Some of the most popular office spaces seem to be in the size range of 4,000 to 25,000 square feet. The state has had more than 73,000 square feet of this kind of space absorbed recently. A new charter school in the Airport submarket accounted for about one-third of this inventory, with engineering, legal and healthcare administration service companies taking up the balance.
Activity for smaller spaces of less than 4,000 square feet remained consistent with 2013 levels. This strong demand has led to larger Class A spaces being master leased by national executive suite companies. One new executive suite space in the North I-25 submarket took less than two months to become almost fully occupied.
Overall, however, the office market has yet to reach a full recovery mode. One concern is the large amount of new available occupied spaces that is still being brought to market. More than 100,000 square feet of new space became available in the past quarter. Most of this new space will not become vacant until the fourth quarter and into 2015.
One of the major challenges this year is dealing with the large spaces that will be vacated during the year. More than 450,000 square feet of space is scheduled to be vacated by three large tenants. We hope this story will have a positive outcome and that these spaces will eventually be purchased by owner/users. This could essentially remove them from the building inventory and reduce the number of buildings competing for tenants in the leasing market.
The trend for larger tenants to right-size their spaces will be another big threat. The general trend to “right size” will occur primarily in larger spaces of more than 10,000 square feet. Unused shadow spaces are the most susceptible and almost certain to be given back during renewals. Since right-sizing may not be possible in many existing suites, tenants may have to consider relocating to other spaces in the building. The challenge for landlords is finding a balance between necessary tenant improvement costs that are required to retain the tenant, relative to the desired renewal rate.

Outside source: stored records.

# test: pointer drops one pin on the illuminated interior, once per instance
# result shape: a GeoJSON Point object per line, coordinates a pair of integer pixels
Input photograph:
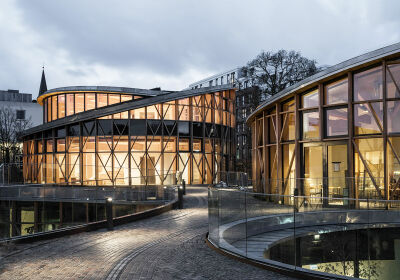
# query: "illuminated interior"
{"type": "Point", "coordinates": [186, 138]}
{"type": "Point", "coordinates": [348, 136]}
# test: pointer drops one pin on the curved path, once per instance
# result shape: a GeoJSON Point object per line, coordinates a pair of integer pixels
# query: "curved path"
{"type": "Point", "coordinates": [168, 246]}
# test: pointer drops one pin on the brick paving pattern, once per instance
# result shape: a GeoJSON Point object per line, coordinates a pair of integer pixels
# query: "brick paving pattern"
{"type": "Point", "coordinates": [168, 246]}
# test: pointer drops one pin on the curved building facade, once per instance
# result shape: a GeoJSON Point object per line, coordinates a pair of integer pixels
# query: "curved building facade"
{"type": "Point", "coordinates": [335, 134]}
{"type": "Point", "coordinates": [109, 136]}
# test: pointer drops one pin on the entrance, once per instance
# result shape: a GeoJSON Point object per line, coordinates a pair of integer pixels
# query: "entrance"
{"type": "Point", "coordinates": [325, 170]}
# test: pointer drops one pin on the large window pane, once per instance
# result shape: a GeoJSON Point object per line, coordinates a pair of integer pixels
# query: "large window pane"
{"type": "Point", "coordinates": [311, 125]}
{"type": "Point", "coordinates": [79, 102]}
{"type": "Point", "coordinates": [336, 92]}
{"type": "Point", "coordinates": [393, 116]}
{"type": "Point", "coordinates": [370, 159]}
{"type": "Point", "coordinates": [393, 166]}
{"type": "Point", "coordinates": [114, 99]}
{"type": "Point", "coordinates": [169, 110]}
{"type": "Point", "coordinates": [154, 112]}
{"type": "Point", "coordinates": [310, 99]}
{"type": "Point", "coordinates": [138, 114]}
{"type": "Point", "coordinates": [368, 84]}
{"type": "Point", "coordinates": [48, 101]}
{"type": "Point", "coordinates": [364, 118]}
{"type": "Point", "coordinates": [70, 104]}
{"type": "Point", "coordinates": [289, 168]}
{"type": "Point", "coordinates": [102, 100]}
{"type": "Point", "coordinates": [89, 175]}
{"type": "Point", "coordinates": [288, 105]}
{"type": "Point", "coordinates": [125, 98]}
{"type": "Point", "coordinates": [61, 106]}
{"type": "Point", "coordinates": [90, 101]}
{"type": "Point", "coordinates": [336, 122]}
{"type": "Point", "coordinates": [313, 171]}
{"type": "Point", "coordinates": [393, 81]}
{"type": "Point", "coordinates": [289, 131]}
{"type": "Point", "coordinates": [54, 107]}
{"type": "Point", "coordinates": [337, 172]}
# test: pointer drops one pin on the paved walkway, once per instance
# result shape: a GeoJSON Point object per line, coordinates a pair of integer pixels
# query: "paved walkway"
{"type": "Point", "coordinates": [168, 246]}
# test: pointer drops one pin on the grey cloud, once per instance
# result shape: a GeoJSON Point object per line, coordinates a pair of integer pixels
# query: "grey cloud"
{"type": "Point", "coordinates": [85, 41]}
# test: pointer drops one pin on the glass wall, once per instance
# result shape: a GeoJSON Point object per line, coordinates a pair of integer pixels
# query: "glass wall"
{"type": "Point", "coordinates": [345, 143]}
{"type": "Point", "coordinates": [61, 105]}
{"type": "Point", "coordinates": [147, 145]}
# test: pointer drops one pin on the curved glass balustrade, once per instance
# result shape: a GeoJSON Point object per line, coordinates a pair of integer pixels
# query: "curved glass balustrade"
{"type": "Point", "coordinates": [313, 234]}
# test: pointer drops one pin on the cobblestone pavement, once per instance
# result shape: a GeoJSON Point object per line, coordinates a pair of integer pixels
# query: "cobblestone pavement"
{"type": "Point", "coordinates": [168, 246]}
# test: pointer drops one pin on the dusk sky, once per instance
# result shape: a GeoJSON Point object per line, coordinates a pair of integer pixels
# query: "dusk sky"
{"type": "Point", "coordinates": [171, 43]}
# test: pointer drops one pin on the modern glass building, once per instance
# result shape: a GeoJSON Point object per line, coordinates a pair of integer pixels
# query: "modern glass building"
{"type": "Point", "coordinates": [111, 136]}
{"type": "Point", "coordinates": [335, 134]}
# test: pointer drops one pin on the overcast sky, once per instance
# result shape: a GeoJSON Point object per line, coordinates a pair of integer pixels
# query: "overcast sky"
{"type": "Point", "coordinates": [171, 43]}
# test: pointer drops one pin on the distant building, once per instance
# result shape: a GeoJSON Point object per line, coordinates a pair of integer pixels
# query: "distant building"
{"type": "Point", "coordinates": [245, 93]}
{"type": "Point", "coordinates": [22, 104]}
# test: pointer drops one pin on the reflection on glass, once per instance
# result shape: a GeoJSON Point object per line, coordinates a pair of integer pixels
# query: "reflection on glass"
{"type": "Point", "coordinates": [102, 100]}
{"type": "Point", "coordinates": [393, 116]}
{"type": "Point", "coordinates": [393, 81]}
{"type": "Point", "coordinates": [366, 116]}
{"type": "Point", "coordinates": [70, 104]}
{"type": "Point", "coordinates": [90, 101]}
{"type": "Point", "coordinates": [48, 101]}
{"type": "Point", "coordinates": [114, 99]}
{"type": "Point", "coordinates": [289, 130]}
{"type": "Point", "coordinates": [89, 169]}
{"type": "Point", "coordinates": [288, 106]}
{"type": "Point", "coordinates": [336, 92]}
{"type": "Point", "coordinates": [371, 150]}
{"type": "Point", "coordinates": [313, 171]}
{"type": "Point", "coordinates": [311, 125]}
{"type": "Point", "coordinates": [61, 106]}
{"type": "Point", "coordinates": [79, 102]}
{"type": "Point", "coordinates": [310, 99]}
{"type": "Point", "coordinates": [54, 107]}
{"type": "Point", "coordinates": [368, 85]}
{"type": "Point", "coordinates": [126, 97]}
{"type": "Point", "coordinates": [183, 144]}
{"type": "Point", "coordinates": [183, 113]}
{"type": "Point", "coordinates": [169, 110]}
{"type": "Point", "coordinates": [337, 173]}
{"type": "Point", "coordinates": [289, 170]}
{"type": "Point", "coordinates": [336, 122]}
{"type": "Point", "coordinates": [393, 166]}
{"type": "Point", "coordinates": [154, 112]}
{"type": "Point", "coordinates": [138, 114]}
{"type": "Point", "coordinates": [272, 129]}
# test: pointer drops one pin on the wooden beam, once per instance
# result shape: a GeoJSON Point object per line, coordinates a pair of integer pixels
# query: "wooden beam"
{"type": "Point", "coordinates": [368, 170]}
{"type": "Point", "coordinates": [288, 174]}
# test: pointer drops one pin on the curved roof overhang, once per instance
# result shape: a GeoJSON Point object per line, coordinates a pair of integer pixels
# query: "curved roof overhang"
{"type": "Point", "coordinates": [330, 73]}
{"type": "Point", "coordinates": [101, 89]}
{"type": "Point", "coordinates": [125, 106]}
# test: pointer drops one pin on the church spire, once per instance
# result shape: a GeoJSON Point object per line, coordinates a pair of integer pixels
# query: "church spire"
{"type": "Point", "coordinates": [43, 85]}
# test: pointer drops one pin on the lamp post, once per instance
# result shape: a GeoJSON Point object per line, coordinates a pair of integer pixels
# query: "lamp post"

From a submarket perspective, the North I-25 and Uptown markets will likely garner the majority of interest. Completion of the Interstate 25 and Paseo Del Norte Interchange renovation is scheduled for completion this December. The improved access and centralized location should dramatically increase demand for space in the North I-25 submarket. Demand for space in Uptown will also grow as a result of more retail projects that will include national retailers and restaurants. Downtown is the wild card of the bunch. Its success hinges on the approval of the proposed Innovation Corridor, which is spearheaded by the University of New Mexico.